Cloning Registered Services Still Points to the Source Organization
When cloning a Registered Service, from one ArcGIS Organization to another, it will still point to the original source for the underlying data. Support sometimes gets questions about why this occurs, and this article provides an explanation.
What’s Happening and Why
A registered service is a pointer or reference to a set of data used to populate a map layer. That information may be in your ArcGIS Organization, or it may come from elsewhere. Since a Registered Service is just a pointer, when you clone it, it will still point to the same reference. This is because, when performing operations in Backup My Org (BMO), you only have the ability to perform operations on content in your ArcGIS Organization. If you tried to clone a Registered Service that pointed to a source outside your organization and its source, the operation would fail because you don't have permission to clone the source. Because there is a possibility a Registered Service could rely on data from outside your ArcGIS Organization, Esri does not provide enough information about the registered service’s data source to clone it as well.
A Simplified Comparison:
To assist in explaining, think of your ArcGIS Organization as a sort of encyclopedia. The Registered Service is an entry in the encyclopedia that cites a table. That citation could potentially point to a table in another publication altogether (such as a different encyclopedia, scientific journal, etc.).
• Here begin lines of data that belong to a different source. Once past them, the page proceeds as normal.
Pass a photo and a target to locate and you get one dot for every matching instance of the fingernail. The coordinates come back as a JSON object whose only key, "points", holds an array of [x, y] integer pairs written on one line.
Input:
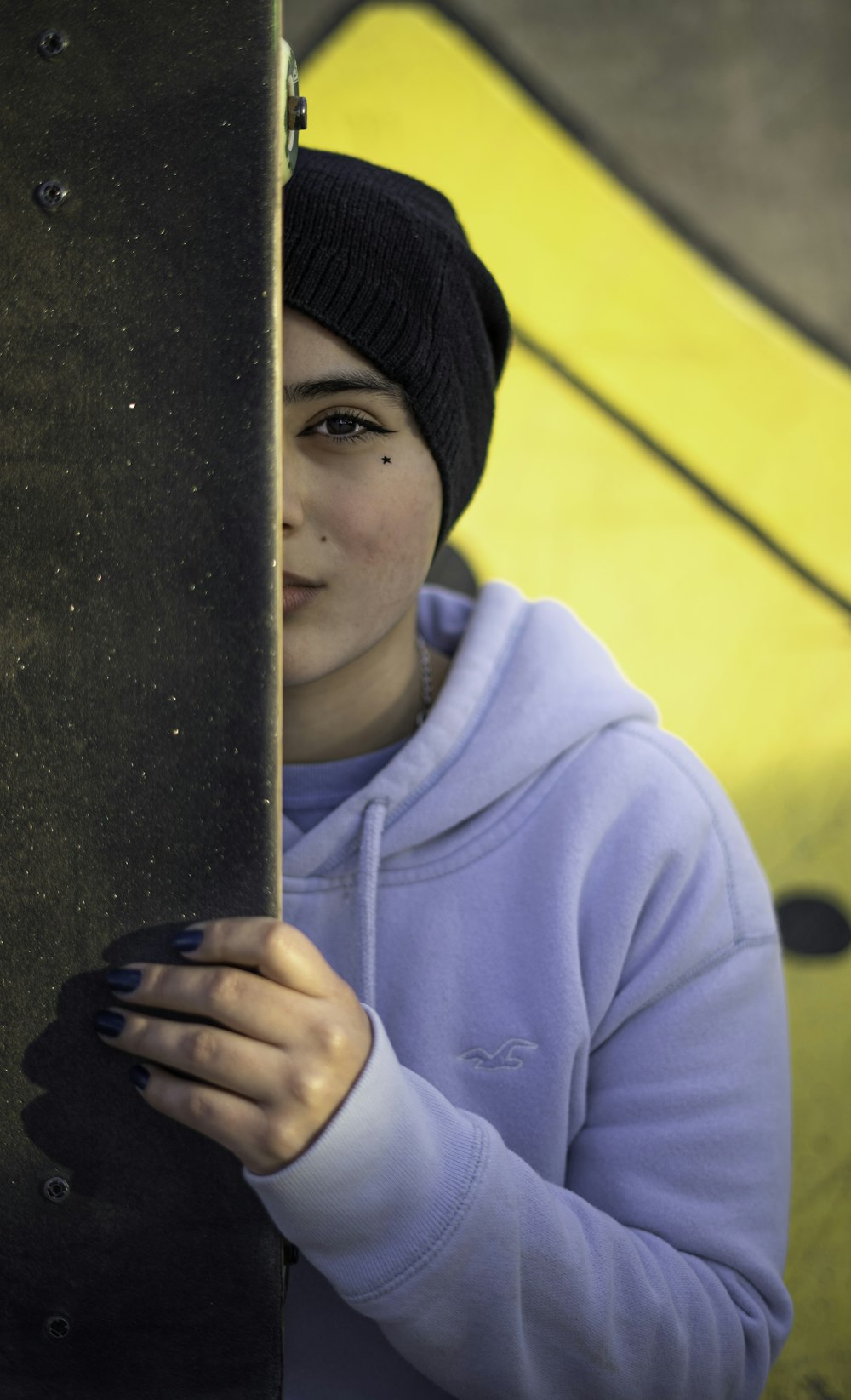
{"points": [[110, 1022], [188, 940], [123, 979]]}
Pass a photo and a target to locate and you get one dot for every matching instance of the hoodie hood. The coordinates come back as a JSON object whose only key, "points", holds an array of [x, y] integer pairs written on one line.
{"points": [[528, 685]]}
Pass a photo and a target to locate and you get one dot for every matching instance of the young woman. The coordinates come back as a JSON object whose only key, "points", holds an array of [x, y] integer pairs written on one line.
{"points": [[516, 1074]]}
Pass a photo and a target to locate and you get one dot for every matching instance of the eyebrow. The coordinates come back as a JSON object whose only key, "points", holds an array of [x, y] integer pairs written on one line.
{"points": [[358, 380]]}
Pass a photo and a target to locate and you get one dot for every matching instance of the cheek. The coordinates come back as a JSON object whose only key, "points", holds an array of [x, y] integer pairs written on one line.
{"points": [[391, 528]]}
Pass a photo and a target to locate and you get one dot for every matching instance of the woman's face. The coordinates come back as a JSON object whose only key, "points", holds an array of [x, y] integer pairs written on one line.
{"points": [[362, 517]]}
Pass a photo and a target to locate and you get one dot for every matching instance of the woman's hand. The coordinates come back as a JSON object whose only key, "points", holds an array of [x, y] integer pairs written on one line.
{"points": [[297, 1037]]}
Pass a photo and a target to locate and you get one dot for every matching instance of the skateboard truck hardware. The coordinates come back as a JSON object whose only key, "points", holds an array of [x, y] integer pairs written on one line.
{"points": [[297, 112]]}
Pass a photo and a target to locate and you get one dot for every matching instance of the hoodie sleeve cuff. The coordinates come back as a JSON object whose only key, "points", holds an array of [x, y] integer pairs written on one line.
{"points": [[384, 1182]]}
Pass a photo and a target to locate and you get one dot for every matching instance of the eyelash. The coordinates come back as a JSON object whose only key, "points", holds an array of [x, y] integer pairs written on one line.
{"points": [[351, 437]]}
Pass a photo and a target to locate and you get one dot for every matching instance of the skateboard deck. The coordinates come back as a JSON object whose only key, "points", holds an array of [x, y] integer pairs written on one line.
{"points": [[140, 227]]}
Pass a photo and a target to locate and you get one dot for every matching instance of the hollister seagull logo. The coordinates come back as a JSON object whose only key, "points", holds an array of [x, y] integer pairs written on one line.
{"points": [[501, 1059]]}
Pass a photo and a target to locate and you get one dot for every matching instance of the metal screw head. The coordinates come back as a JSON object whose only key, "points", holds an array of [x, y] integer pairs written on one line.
{"points": [[58, 1324], [297, 114], [52, 193], [56, 1189], [52, 43]]}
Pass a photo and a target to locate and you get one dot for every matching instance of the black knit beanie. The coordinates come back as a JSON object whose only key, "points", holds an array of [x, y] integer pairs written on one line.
{"points": [[381, 260]]}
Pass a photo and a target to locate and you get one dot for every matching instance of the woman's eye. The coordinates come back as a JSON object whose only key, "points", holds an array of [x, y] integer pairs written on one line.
{"points": [[346, 420]]}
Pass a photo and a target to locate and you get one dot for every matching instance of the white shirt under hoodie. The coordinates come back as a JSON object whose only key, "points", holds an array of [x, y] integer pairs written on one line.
{"points": [[564, 1171]]}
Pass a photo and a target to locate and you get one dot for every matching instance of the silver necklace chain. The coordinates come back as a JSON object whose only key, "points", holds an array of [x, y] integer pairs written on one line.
{"points": [[426, 685]]}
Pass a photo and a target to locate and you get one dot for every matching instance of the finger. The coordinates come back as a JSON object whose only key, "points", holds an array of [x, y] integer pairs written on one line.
{"points": [[279, 951], [236, 1123], [238, 1000], [219, 1057]]}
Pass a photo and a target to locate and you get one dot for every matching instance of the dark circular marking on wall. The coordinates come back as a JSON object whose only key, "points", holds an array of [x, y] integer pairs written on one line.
{"points": [[812, 926]]}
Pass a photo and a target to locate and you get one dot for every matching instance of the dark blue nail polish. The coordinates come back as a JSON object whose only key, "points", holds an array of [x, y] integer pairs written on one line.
{"points": [[123, 979], [110, 1022], [188, 940]]}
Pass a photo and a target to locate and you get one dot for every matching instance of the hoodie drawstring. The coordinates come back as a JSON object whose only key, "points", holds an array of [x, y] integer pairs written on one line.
{"points": [[367, 894]]}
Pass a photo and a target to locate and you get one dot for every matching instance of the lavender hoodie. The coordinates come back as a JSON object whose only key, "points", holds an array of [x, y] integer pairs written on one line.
{"points": [[564, 1171]]}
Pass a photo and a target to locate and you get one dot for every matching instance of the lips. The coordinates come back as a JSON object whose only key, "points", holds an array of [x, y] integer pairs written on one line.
{"points": [[299, 581]]}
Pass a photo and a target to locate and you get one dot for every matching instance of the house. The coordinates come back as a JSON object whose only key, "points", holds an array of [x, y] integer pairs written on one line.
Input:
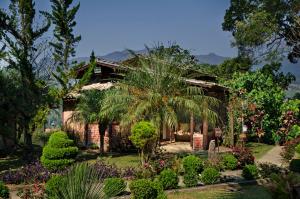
{"points": [[103, 77]]}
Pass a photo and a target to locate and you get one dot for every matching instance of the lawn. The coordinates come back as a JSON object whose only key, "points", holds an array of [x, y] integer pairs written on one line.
{"points": [[245, 192], [259, 149], [130, 160]]}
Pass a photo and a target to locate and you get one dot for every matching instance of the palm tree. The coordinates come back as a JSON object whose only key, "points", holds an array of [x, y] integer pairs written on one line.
{"points": [[156, 90]]}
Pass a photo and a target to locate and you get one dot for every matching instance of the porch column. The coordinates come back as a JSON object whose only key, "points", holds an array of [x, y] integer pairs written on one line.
{"points": [[164, 131], [205, 133], [192, 127]]}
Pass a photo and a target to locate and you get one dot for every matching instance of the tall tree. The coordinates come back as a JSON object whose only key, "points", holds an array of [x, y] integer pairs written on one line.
{"points": [[63, 18], [265, 27], [156, 90], [20, 37]]}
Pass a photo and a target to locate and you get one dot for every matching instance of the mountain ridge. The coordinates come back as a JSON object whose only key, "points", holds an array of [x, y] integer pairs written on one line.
{"points": [[210, 58]]}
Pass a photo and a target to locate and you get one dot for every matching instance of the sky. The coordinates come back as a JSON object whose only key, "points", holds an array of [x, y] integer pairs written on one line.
{"points": [[115, 25]]}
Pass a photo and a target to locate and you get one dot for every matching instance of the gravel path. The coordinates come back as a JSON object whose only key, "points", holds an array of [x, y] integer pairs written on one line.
{"points": [[273, 156]]}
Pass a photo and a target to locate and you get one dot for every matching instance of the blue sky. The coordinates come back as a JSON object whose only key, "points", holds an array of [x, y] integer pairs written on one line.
{"points": [[114, 25]]}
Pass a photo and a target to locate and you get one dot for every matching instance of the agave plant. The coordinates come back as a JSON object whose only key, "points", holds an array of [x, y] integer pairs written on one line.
{"points": [[82, 181], [156, 89]]}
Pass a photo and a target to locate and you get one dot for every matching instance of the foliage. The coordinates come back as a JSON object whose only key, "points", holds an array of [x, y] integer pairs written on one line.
{"points": [[282, 185], [295, 165], [41, 137], [113, 187], [146, 189], [210, 176], [63, 18], [154, 89], [289, 149], [169, 179], [59, 152], [250, 172], [215, 162], [30, 173], [143, 136], [264, 26], [4, 191], [230, 161], [35, 191], [192, 163], [297, 149], [81, 181], [262, 93], [244, 156], [266, 169], [107, 171], [22, 45], [53, 184], [191, 179]]}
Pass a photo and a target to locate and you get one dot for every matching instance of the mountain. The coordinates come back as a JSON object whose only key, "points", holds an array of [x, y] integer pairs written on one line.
{"points": [[118, 56], [210, 58]]}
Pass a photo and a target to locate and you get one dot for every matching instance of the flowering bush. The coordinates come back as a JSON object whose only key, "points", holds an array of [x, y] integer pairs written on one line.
{"points": [[30, 173], [192, 163], [244, 156], [250, 172], [169, 179], [210, 176], [107, 171]]}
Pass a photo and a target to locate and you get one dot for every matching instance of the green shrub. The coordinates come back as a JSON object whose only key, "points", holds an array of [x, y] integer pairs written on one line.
{"points": [[230, 162], [146, 189], [113, 186], [210, 176], [295, 165], [53, 184], [4, 191], [143, 137], [215, 162], [190, 179], [59, 151], [267, 169], [250, 172], [169, 179], [192, 163]]}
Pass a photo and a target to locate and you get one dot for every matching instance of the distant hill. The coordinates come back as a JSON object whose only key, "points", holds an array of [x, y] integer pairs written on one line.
{"points": [[210, 58], [118, 56]]}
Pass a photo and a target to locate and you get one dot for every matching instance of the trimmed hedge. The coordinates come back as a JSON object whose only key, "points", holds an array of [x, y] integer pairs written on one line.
{"points": [[210, 176], [190, 179], [53, 184], [169, 179], [59, 151], [230, 161], [113, 187], [4, 191], [250, 172], [146, 189], [192, 163]]}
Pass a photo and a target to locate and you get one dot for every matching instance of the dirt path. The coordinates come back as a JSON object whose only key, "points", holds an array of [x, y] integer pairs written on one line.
{"points": [[273, 156]]}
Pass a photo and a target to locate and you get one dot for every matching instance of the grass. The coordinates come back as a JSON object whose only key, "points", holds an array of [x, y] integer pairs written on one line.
{"points": [[244, 192], [130, 160], [259, 149]]}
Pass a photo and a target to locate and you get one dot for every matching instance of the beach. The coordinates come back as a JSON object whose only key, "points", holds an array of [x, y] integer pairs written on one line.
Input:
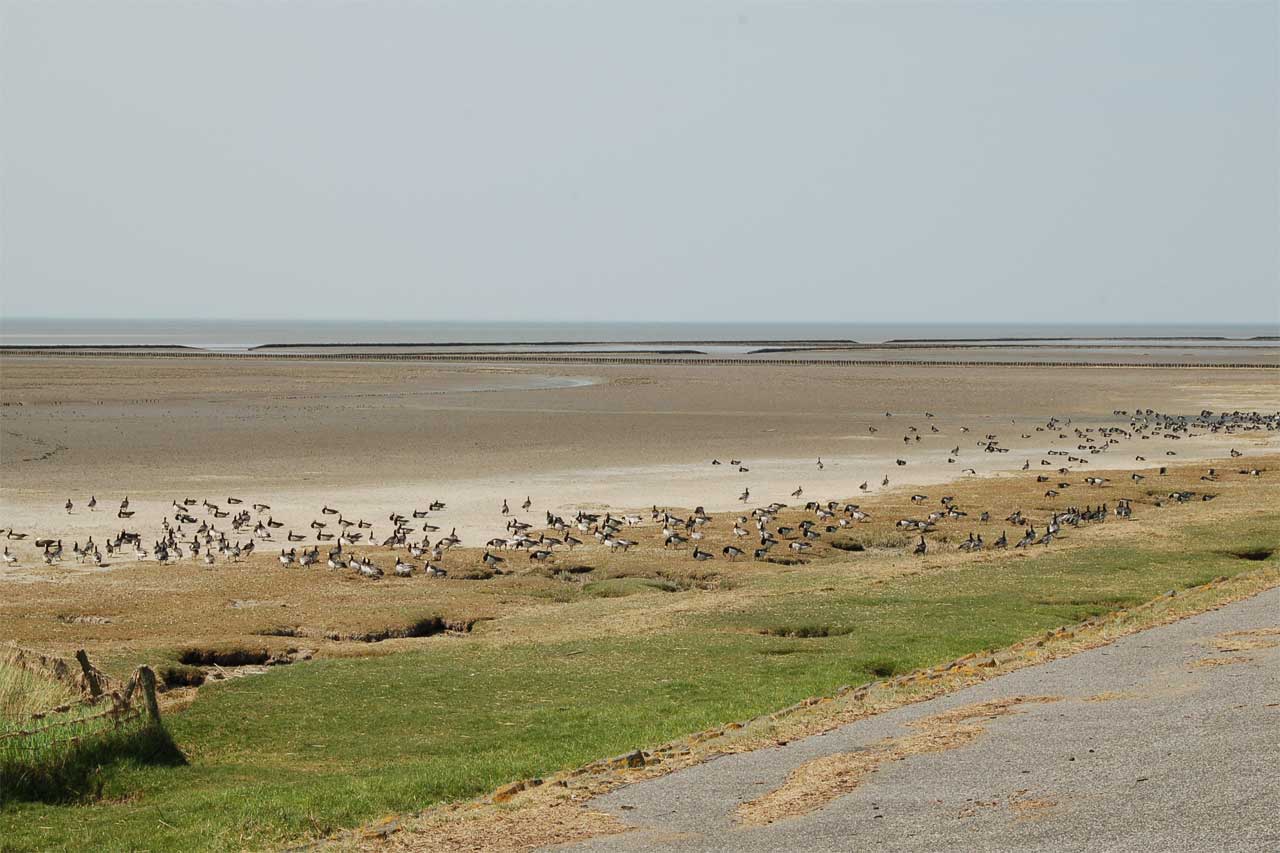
{"points": [[375, 438]]}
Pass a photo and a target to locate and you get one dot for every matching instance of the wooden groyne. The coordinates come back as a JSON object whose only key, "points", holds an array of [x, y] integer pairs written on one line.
{"points": [[574, 359]]}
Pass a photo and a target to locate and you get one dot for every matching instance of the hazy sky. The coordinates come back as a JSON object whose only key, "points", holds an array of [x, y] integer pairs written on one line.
{"points": [[699, 160]]}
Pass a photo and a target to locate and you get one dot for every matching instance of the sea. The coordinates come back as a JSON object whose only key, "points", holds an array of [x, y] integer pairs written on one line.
{"points": [[234, 334]]}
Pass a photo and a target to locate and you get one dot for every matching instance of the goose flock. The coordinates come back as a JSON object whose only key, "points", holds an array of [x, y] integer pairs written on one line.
{"points": [[229, 529]]}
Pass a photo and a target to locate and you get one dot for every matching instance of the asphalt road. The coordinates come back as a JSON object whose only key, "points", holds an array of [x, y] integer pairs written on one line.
{"points": [[1148, 748]]}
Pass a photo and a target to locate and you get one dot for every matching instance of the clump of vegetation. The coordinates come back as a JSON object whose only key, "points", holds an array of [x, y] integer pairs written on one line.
{"points": [[55, 744]]}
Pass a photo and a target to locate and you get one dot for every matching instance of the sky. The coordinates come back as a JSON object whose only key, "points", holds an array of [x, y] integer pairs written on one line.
{"points": [[696, 160]]}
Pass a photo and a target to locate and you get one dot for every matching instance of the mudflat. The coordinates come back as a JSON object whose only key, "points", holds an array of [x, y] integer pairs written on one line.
{"points": [[379, 437]]}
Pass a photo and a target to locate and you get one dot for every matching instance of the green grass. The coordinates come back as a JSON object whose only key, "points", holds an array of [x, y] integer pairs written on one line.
{"points": [[64, 757], [328, 744]]}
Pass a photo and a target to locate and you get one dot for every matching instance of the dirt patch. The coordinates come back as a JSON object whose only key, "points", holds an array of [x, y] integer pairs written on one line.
{"points": [[1220, 661], [816, 783], [280, 632], [1252, 553], [428, 626], [1025, 807], [179, 675], [1248, 639], [807, 632], [494, 831], [1110, 696], [229, 656]]}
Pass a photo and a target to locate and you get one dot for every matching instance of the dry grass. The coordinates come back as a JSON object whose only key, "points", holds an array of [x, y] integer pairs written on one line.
{"points": [[430, 829], [122, 616]]}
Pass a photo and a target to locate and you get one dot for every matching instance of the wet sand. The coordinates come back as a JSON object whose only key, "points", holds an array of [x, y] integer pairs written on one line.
{"points": [[371, 438]]}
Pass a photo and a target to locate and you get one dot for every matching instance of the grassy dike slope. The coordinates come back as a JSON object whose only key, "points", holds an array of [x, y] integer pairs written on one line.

Note: If the “table” is in the appendix of the encyclopedia, this would be analogous to when a Hosted Map Service has its service definition attached because they are both in the same book.
When cloning content from your ArcGIS Organization, you are making a new encyclopedia, using information from your current one. There are two different books, but you're copying info from one to the other. If you copy an entry that cites a table already within your encyclopedia, you have all the necessary information to copy everything over to your new encyclopedia (how cloning most items works). However, if the entry cites a table in a completely different publication, you can only copy the reference to that publication. You don't have permission to copy the other book.
Again, note that Esri does not provide enough information about Registered Services to determine if the table is in the appendix or another book. It treats every Registered Service as if the table is in another book. This is why, when you clone your Registered Service from one ArcGIS Organization to another, it still points back to the original source - even if the service’s URL is in the first ArcGIS Organization.
Hopefully, this explanation helps you understand what's going on when Backup My Org clones a Registered Service.
How to Get Your Registered Services to Point at Your New ArcGIS Organization
The only way to get the data for a Registered Service from one environment to another is to republish it manually. Once you have done so, you can clone the items looking at the registered service from one ArcGIS Organization to another. During the Post-Processing steps in BMO, there will be an option to update the URLs for these services to look at the data from the new service you published.
If you have already cloned the items over, you also have the option to use the “Find / Replace Web Maps Services URLs” tool in Admin Tools for ArcGIS. Using this tool, you can update the services to look at the data in the destination ArcGIS Organization.